Reinvent Yourself With This Re-Aging Plan
Posted On Jan 30, 2018
Aging is often associated with gaining wisdom and respect, but there’s a certain turning point when aging becomes our greatest fear. That specific and terrifying fear stems from losing the one thing that we all hold dear: our Humanity. This idea isn’t new or innovative. Whether you lived in the Roman Empire like the philosopher Cicero or in ancient Egypt like Minister Ptah-Hotep, you shared in the thought that age is a curse on the way to death. Is there any way the perception of aging could be changed?

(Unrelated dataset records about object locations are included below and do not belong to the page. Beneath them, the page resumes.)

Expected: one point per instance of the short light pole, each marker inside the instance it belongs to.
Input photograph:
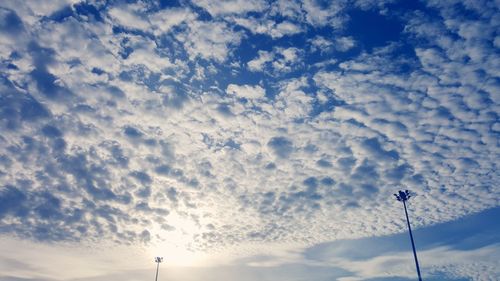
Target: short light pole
(157, 260)
(403, 196)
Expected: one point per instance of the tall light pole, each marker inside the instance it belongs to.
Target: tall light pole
(403, 196)
(157, 260)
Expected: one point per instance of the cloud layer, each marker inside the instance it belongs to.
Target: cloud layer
(215, 124)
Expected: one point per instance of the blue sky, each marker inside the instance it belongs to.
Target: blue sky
(248, 140)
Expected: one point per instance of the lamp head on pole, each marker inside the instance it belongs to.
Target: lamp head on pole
(403, 195)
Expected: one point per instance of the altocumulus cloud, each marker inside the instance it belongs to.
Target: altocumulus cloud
(247, 121)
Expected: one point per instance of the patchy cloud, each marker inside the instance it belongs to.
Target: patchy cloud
(215, 124)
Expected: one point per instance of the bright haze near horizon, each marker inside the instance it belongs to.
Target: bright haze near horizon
(248, 139)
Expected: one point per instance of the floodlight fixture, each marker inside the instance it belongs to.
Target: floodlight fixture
(158, 260)
(403, 196)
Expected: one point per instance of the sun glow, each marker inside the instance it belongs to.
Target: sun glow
(174, 245)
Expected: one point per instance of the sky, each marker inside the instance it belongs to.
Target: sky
(249, 139)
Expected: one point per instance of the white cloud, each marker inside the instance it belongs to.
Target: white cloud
(280, 60)
(246, 91)
(225, 7)
(209, 40)
(269, 27)
(164, 20)
(129, 16)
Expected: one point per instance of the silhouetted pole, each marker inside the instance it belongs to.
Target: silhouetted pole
(157, 260)
(403, 196)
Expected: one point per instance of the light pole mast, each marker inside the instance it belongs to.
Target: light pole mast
(157, 260)
(403, 196)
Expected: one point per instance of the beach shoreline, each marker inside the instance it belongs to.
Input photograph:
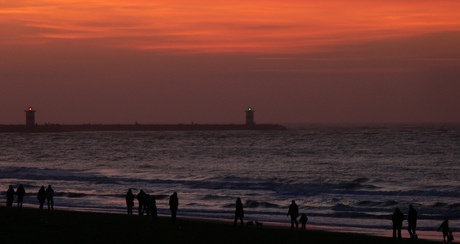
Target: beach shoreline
(28, 225)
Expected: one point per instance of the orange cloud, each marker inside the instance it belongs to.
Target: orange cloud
(223, 26)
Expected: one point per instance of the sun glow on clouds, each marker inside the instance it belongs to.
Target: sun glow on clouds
(223, 26)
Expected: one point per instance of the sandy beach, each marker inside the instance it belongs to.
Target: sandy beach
(32, 225)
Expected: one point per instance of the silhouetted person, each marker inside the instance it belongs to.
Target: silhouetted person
(173, 206)
(50, 197)
(20, 192)
(294, 213)
(446, 232)
(141, 199)
(239, 212)
(130, 201)
(153, 208)
(397, 218)
(10, 196)
(303, 220)
(411, 221)
(41, 196)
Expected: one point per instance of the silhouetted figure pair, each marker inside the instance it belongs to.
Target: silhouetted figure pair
(446, 232)
(173, 206)
(303, 220)
(239, 212)
(50, 197)
(412, 222)
(41, 196)
(10, 196)
(294, 213)
(397, 218)
(20, 192)
(129, 201)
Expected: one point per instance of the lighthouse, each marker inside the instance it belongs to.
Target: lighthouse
(30, 116)
(250, 116)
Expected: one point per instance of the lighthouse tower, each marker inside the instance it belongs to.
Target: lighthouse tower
(250, 116)
(30, 116)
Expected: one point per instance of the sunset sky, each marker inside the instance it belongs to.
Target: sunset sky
(182, 61)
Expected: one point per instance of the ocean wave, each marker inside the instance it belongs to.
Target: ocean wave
(257, 204)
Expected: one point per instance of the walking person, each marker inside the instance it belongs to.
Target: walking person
(129, 201)
(20, 192)
(412, 222)
(397, 218)
(239, 212)
(141, 200)
(41, 196)
(446, 232)
(49, 197)
(10, 196)
(294, 213)
(173, 206)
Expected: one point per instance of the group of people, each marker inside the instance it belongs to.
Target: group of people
(293, 212)
(147, 204)
(398, 218)
(42, 196)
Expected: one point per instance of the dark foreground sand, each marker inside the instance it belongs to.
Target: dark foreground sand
(34, 226)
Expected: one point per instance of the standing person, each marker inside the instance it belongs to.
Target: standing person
(239, 212)
(41, 196)
(153, 209)
(303, 220)
(412, 221)
(141, 199)
(397, 218)
(20, 192)
(9, 196)
(446, 232)
(129, 201)
(294, 213)
(49, 197)
(173, 206)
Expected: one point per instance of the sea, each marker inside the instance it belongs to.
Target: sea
(344, 177)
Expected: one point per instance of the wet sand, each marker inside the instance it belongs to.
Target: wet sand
(34, 226)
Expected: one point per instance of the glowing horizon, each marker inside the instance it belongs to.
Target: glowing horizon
(327, 61)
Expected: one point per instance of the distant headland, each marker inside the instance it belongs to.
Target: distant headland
(32, 126)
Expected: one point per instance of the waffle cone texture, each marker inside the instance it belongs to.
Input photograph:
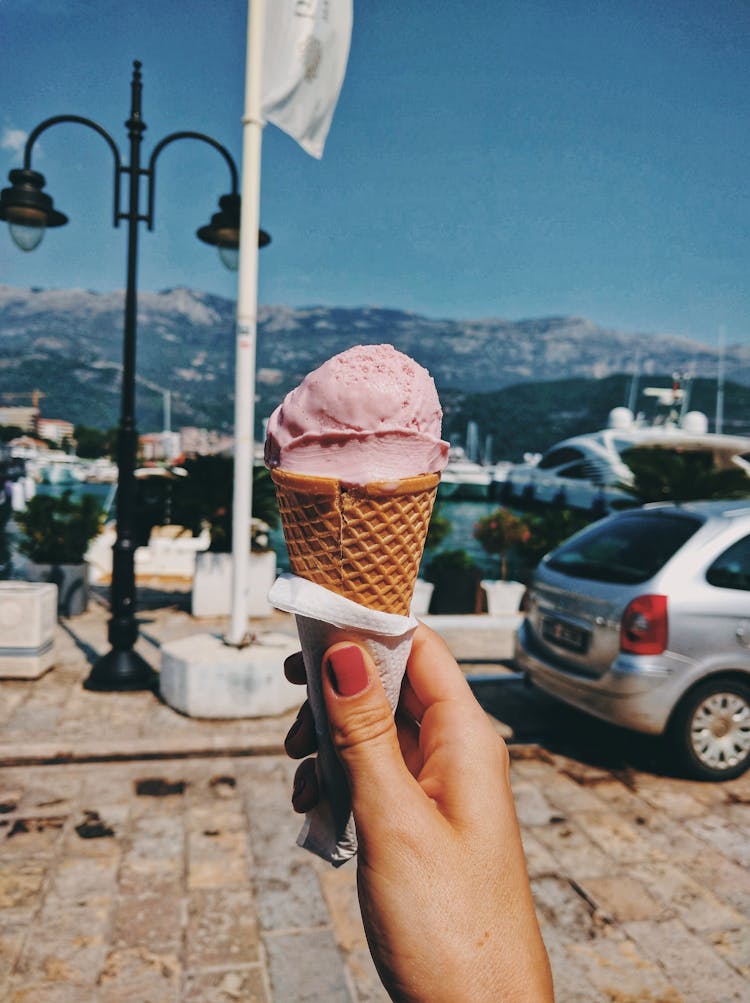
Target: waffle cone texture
(362, 542)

Instead of picturing the bed-ridden, grandma who can’t remember her own name much less her grandchildren, why can’t we picture aging as the confident, retired dancer who finds new purpose as an activist. Well, Marc E. Agronin, MD, one of America’s leading geriatric psychiatrist and author of How We Age, is here with his new book that illustrates a simple message, “Aging brings strength.”
Excerpted from The End Of Old Age: Living a Longer, More Purposeful Life (dacapopress.com, $27)
By Marc E. Agronin, M.D.
Dr. Agronin developed a concept for people to view their experiences and responses to adversity that he calls age points. It’s defined as a period of time in which an event or situation prompts a significant disruption in our ability to cope and understand it. An age point falls into four distinct stages.
- Event: An experience that is strong enough to trigger an age point
- Suspension: The shock and uncertainty that comes after the experience
- Reckoning: The mental, emotional, and behavior way we process what just happened to us and we reconcile that with what we need
- Resolution: A new way of looking, thinking, feeling, and doing that helps us move on and center ourselves
An age point comes at a point of weakness, but if we learn to understand the experience, there’s potential for incredible growth in significant ways.
Culture is a word to describe the totality of human achievement, so when we want to take an inventory of ourselves in totality, what word do we use? The vast collection of abilities, interests, experiences, relationships, and commitments that we have accumulated over our entire lives can only be described as our age culture, and if you want to understand your own age culture you need to ask yourself three simple questions:
- Who was I? This is where you take stock of what you’ve learned, achieved, and experienced. The essential skills and expertise that we’re proud of. These answers represent our reserves of wisdom.
- Who am I? Here is where you illustrate what you like doing presently. What do you spend the most time doing or whom do you spend the most time with? This is where your passions or favorite activities reside. These answers show you what your purpose in life is.
- Who will I be? This section is all about the future. What do you want to see, do, and experience? What do you want to quit or keep around? The answer here will determine how you can renew or reinvent yourself.
A valuable change in perception is only possible if you have a clear understanding of what your current perception is and knowing your age culture is a positive step in clearing the negative connotations of becoming old.
As you get older and your youthful confidence fades, what is there for you to reach towards? For those individuals who have reached old age and want to find new or more fulfilling purpose in their lives, Dr. Agronin outlines a five-step action to “Re-Age.”
- Reserve: Catalogue your wisdom and take inventory of what you’ve learned
- Resilience: Finding out your purpose in life is paramount in gaining a second wind in old age
- Reinvention: This step is about changing the way you create, treat people, and explore the world
- Legacy: Thinking about what you will leave behind can alter what you want to spend the rest of your days doing
- Celebration: Transitions in life often come with a party, why not do it for getting old?
Nobody said changing your life is easy. It’s a long, grueling process that takes honest self-reflection and a drive to become better. This is made even harder as you age and life has taken its toll on you, but with this book, you can find that hopeful spark again. Make your twilight years as bright as possible.